As he rose higher, he saw into the depths of the fetid Myconid Forest at the foot of the Channel Mountains, where fungusmen with stone spears tracked a lazy giant lizard across a swamp. He heard the dinosaur hoot in disdain. Beyond the mountains, in the Marsh of Simplicity, he saw fishermen spook ducks from the water with slapping sticks so the birds plowed into hidden nets and squawked. A girl caught a salmon from a rotting dock, and it almost yanked her into the water before she landed it. In a shipyard in Zenith, two fire giants caulked a careened boat with thunderous mauls. Orcs left the forest near the Nauseef Flow and crept toward a cabin where peasants tilled turnips. In the Columns of the Sky, two rams butted heads until one tumbled into a snowy crevasse. An elven couple made love in a glade near the head of the Gillan River. On the tundra, gaunt reindeer cropped moss along a glacier while the high sun sparkled on ice.

Sunbright saw all this and wondered. Was it real? Were these things true, and happening right now? Or did he merely imagine them? If all these events were true, then a human family would be slaughtered by marauding orcs along the Nauseef Flow, and that ram would starve to death in the icy crevasse. Yet he could do nothing about either threat. Visions could be a curse, he was learning.

But if the visions were not true, then did this dream mean anything, or were the images as worthless as marsh gas bubbling up in his brain? And why did he fly? Where was he bound?
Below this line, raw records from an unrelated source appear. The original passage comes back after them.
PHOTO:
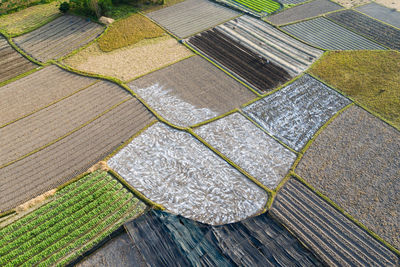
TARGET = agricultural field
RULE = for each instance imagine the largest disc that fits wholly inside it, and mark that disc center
(78, 217)
(249, 147)
(191, 91)
(183, 242)
(192, 16)
(326, 34)
(368, 27)
(58, 38)
(301, 12)
(355, 162)
(294, 113)
(175, 170)
(331, 235)
(11, 62)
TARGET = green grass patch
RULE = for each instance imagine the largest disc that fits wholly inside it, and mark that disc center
(129, 31)
(371, 78)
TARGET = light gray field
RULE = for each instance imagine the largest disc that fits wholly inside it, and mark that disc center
(177, 171)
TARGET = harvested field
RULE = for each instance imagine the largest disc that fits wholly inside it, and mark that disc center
(191, 91)
(77, 218)
(295, 113)
(272, 44)
(175, 170)
(192, 16)
(249, 147)
(49, 124)
(70, 156)
(355, 162)
(368, 27)
(132, 61)
(27, 95)
(58, 38)
(305, 11)
(243, 62)
(183, 242)
(381, 13)
(11, 62)
(326, 34)
(333, 237)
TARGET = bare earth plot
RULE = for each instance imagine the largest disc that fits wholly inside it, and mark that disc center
(38, 90)
(175, 170)
(326, 34)
(191, 91)
(192, 16)
(164, 239)
(294, 113)
(249, 147)
(272, 44)
(12, 63)
(381, 13)
(305, 11)
(65, 159)
(355, 162)
(58, 38)
(332, 236)
(368, 27)
(49, 124)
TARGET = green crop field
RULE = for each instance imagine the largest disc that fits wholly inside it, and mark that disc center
(78, 217)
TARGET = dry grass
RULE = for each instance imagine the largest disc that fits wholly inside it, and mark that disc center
(370, 77)
(129, 31)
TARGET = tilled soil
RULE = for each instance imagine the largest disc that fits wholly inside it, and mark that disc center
(355, 162)
(251, 67)
(70, 156)
(333, 237)
(368, 27)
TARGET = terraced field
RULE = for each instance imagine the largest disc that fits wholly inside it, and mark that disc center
(11, 62)
(58, 38)
(79, 216)
(332, 236)
(326, 34)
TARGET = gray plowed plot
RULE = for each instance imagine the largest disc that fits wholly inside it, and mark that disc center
(326, 34)
(35, 91)
(355, 162)
(191, 91)
(305, 11)
(70, 156)
(368, 27)
(45, 126)
(58, 38)
(11, 62)
(192, 16)
(333, 237)
(294, 113)
(262, 38)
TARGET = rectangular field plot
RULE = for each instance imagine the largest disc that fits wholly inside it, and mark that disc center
(12, 63)
(38, 90)
(76, 219)
(58, 38)
(326, 34)
(355, 162)
(192, 16)
(333, 237)
(368, 27)
(70, 156)
(294, 113)
(49, 124)
(305, 11)
(191, 91)
(182, 242)
(175, 170)
(249, 147)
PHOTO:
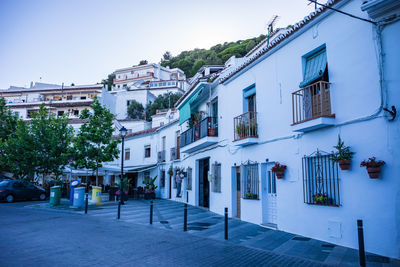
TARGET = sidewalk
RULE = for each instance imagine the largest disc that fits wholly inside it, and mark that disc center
(169, 215)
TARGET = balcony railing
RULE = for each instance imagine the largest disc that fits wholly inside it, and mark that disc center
(161, 156)
(311, 102)
(174, 153)
(245, 125)
(207, 127)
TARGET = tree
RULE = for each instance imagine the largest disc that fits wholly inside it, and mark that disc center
(135, 110)
(51, 140)
(94, 144)
(162, 102)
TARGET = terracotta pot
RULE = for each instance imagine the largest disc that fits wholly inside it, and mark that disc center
(374, 172)
(344, 164)
(279, 174)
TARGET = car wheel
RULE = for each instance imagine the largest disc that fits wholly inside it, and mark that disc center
(10, 198)
(42, 196)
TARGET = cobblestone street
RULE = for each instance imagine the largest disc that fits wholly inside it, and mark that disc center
(168, 218)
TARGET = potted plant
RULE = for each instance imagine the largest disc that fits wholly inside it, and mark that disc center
(150, 188)
(279, 170)
(373, 167)
(343, 155)
(320, 198)
(241, 129)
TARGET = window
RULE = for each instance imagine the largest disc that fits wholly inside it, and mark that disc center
(189, 179)
(216, 180)
(147, 151)
(250, 181)
(162, 180)
(320, 180)
(127, 154)
(146, 177)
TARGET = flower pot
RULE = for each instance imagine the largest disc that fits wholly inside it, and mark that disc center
(374, 172)
(211, 132)
(279, 174)
(344, 164)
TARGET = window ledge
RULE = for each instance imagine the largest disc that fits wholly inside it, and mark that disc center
(314, 124)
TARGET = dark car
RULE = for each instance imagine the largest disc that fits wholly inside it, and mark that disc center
(11, 190)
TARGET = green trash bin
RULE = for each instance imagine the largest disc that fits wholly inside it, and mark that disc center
(55, 195)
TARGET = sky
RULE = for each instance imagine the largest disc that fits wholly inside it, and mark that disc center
(82, 41)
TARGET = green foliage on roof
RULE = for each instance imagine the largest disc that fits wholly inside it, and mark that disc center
(191, 61)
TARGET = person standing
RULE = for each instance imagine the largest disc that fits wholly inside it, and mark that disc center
(178, 180)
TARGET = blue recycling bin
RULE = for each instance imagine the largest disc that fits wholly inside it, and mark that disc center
(79, 197)
(72, 185)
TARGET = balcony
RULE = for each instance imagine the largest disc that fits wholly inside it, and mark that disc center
(199, 136)
(312, 107)
(245, 129)
(161, 156)
(174, 153)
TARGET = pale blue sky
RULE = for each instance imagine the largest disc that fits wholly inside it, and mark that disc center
(82, 41)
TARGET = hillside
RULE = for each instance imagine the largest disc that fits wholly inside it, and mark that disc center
(191, 61)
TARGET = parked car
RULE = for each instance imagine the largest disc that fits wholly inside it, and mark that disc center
(11, 190)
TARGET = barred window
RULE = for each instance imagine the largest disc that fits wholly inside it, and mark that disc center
(162, 180)
(189, 179)
(320, 180)
(216, 180)
(250, 181)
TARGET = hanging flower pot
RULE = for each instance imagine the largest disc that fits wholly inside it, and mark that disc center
(279, 170)
(373, 167)
(344, 164)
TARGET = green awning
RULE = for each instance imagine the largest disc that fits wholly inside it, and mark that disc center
(185, 110)
(315, 67)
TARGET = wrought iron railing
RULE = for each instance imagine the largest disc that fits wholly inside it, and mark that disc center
(321, 180)
(161, 156)
(206, 127)
(311, 102)
(245, 125)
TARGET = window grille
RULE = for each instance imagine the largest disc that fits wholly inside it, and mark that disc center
(216, 181)
(320, 180)
(189, 179)
(250, 181)
(162, 180)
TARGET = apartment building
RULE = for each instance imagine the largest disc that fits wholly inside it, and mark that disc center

Black flickered at the edge of his imagination. A black with a sheen of purple. A raven's wing. He flew as a raven, totem of his clan. Perhaps this was a true vision! Or perhaps it was just more brain-gas. Either way, he gave in and trusted the totem. He watched, and waited for truth, for falsehood, or for nothing at all.
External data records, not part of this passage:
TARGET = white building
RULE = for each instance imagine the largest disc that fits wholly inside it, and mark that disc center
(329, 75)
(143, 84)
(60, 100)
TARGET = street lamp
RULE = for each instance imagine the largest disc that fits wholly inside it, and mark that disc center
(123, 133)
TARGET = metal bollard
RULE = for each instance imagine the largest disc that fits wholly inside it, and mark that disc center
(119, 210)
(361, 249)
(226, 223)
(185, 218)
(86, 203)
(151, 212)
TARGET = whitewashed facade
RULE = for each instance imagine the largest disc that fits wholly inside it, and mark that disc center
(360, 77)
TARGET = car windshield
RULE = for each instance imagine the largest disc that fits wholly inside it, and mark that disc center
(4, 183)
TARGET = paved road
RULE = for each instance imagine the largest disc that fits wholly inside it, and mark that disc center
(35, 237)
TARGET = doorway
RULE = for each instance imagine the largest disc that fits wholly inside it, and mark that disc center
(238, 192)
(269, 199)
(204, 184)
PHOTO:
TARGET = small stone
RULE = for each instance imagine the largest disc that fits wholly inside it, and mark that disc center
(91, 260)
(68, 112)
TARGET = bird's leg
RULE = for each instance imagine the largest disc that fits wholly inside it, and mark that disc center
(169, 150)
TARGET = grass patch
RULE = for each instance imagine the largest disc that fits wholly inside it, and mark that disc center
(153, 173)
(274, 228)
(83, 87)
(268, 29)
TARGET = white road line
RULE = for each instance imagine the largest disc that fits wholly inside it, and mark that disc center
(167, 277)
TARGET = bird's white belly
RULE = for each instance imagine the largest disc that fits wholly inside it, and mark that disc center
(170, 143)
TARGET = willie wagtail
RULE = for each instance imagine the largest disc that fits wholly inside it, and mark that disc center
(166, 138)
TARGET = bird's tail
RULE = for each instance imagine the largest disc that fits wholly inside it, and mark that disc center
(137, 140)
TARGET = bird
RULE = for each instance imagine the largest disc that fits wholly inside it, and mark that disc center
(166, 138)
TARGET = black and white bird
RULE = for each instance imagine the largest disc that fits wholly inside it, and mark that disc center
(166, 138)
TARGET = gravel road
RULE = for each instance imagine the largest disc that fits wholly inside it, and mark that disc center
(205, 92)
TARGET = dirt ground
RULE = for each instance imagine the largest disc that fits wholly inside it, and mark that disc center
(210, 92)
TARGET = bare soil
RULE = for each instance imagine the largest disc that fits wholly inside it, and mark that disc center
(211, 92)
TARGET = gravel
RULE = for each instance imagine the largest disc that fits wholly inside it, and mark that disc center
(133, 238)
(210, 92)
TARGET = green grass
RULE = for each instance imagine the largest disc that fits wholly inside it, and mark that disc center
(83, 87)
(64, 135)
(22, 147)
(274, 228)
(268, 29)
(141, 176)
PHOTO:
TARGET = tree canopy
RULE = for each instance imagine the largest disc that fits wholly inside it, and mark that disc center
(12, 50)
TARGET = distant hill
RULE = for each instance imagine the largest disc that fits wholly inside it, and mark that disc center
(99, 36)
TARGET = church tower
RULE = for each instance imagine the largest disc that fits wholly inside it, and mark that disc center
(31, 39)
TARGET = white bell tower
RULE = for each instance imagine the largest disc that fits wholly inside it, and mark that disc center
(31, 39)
Wings canted and the world banked from horizon to horizon. Sunbright's stomach lurched. The Channel Mountains passed underneath, then the floating enclave of Quagmire, then a grove of drooping birches along the Watercourse where he'd once stood with Knucklebones. The Watercourse was placid in late summer, still and empty, idly rippling instead of roaring as in spring when the tribes gathered to fish salmon. Then the river fell behind, a silver trickle near Sunbright's raven tail.

All was vaguely familiar, for the land turned to rolling grasslands dotted with horses, antelope, and deer. In a hollow between hills a mother mammoth and two yearlings lolled away the afternoon heat, their shaggy hair clotted with old mud and manure. More mammoths swayed and sauntered to the south, yanking up whole bushes with clever trunks and cramming them in their mouths. From a hill, a lone saber-toothed tiger crouched, only ear and eyes showing. Even flies settling on its rump couldn't elicit a twitch.

Sunbright knew this scene from his childhood, for once a year the tundra barbarians crossed the Narrow Sea and met their southern cousins to fish and fight and joke and carouse and flirt. But of these southern folk, the clans of Tortoise and Saber-Tooth and Hellbender, he saw no sign. No one in the tribe knew where they were, another link to the past gone missing.

The phantom raven flapped on. Or perhaps it was a real bird, and Sunbright only saw through its eyes. Gray lumps in the distance rolled higher to form the Barren Mountains, with the dense High Forest at their feet. Yellow grasslands met gray mountains, met green forest. The whole world was laid out like Jannath's Quilt. The shaman wondered about his destination, if any.